Program Leadership

Christopher Chen, M.D./Ph.D., Prof. of BME, Director of Biological Design Center. Dr. Chen’s research is focused on understanding how coordinated assembly of cells can lead to functional tissue structures. The Chen lab is using synthetic biology approaches to study and control transcription and signaling pathways as a means to gain insights into these mechanisms.

Pankaj Mehta, Ph.D., Assoc. Prof. of Physics. Dr. Mehta is interested in understanding how large-scale, collective behaviors observed in biological systems emerge from the interaction of many individual molecular elements, and how these interactions allow cells to perform complex computations in response to environmental cues. Dr. Mehta is leveraging his expertise at the interface of theoretical physics and biology to help design and understand synthetic biological systems.

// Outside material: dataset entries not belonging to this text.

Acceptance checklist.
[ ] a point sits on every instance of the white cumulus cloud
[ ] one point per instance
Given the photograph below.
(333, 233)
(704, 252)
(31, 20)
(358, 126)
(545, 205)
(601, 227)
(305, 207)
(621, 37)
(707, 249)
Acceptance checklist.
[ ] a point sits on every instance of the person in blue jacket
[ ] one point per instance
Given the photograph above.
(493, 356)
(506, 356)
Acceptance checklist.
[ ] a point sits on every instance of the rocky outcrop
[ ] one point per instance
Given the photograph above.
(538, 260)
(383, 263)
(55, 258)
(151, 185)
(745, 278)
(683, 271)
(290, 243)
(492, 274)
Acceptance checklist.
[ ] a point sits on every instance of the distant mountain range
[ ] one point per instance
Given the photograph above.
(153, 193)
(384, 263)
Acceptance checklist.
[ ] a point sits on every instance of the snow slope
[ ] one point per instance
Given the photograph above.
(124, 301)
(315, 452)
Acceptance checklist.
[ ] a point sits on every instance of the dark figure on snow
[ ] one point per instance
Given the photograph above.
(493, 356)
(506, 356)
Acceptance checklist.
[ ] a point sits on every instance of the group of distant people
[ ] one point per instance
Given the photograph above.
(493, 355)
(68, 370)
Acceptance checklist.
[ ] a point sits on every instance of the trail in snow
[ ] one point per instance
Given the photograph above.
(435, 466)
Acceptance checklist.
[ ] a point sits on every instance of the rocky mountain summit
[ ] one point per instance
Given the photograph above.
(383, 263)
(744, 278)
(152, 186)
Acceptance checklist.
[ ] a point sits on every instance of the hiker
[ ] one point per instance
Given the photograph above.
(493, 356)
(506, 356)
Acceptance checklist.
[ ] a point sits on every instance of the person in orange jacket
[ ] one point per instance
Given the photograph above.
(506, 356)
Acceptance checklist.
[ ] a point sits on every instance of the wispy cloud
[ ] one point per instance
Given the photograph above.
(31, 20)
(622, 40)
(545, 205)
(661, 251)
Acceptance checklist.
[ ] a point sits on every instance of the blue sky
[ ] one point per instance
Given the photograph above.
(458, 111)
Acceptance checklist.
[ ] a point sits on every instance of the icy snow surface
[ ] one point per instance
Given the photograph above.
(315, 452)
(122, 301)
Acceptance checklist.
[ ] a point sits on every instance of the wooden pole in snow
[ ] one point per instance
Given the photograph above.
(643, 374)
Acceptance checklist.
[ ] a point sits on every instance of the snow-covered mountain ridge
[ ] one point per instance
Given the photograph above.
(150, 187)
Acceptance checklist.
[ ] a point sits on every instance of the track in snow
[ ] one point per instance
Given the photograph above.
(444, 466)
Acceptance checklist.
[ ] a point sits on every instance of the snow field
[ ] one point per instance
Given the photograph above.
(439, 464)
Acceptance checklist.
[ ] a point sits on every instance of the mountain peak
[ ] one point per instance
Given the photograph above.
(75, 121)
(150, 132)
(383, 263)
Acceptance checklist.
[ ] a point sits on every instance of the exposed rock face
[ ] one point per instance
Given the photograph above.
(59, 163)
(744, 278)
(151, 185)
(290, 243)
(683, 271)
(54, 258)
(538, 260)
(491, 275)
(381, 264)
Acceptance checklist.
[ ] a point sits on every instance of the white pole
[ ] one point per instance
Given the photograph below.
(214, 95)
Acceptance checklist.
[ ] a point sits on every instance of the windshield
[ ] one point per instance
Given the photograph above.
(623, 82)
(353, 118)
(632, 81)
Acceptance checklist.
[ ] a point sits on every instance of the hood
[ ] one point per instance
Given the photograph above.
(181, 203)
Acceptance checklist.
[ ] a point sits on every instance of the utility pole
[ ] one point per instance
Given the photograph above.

Zeba Wunderlich, Ph.D., Assoc. Prof. of Biology. The Wunderlich lab is interested in understanding how a gene regulatory network’s tasks influence its architecture, robustness, and evolvability. To probe these questions, the lab uses two model systems: the Drosophila early embryonic patterning system and the Drosophila innate immune response. In both systems, we pair imaging-based and genomic measurements of gene expression with statistical and physically based computational models to explore questions of gene regulatory network function. We exploit naturally occurring sequence variation between individuals and species as a tool to measure how changes in regulatory DNA affect transcriptional regulation.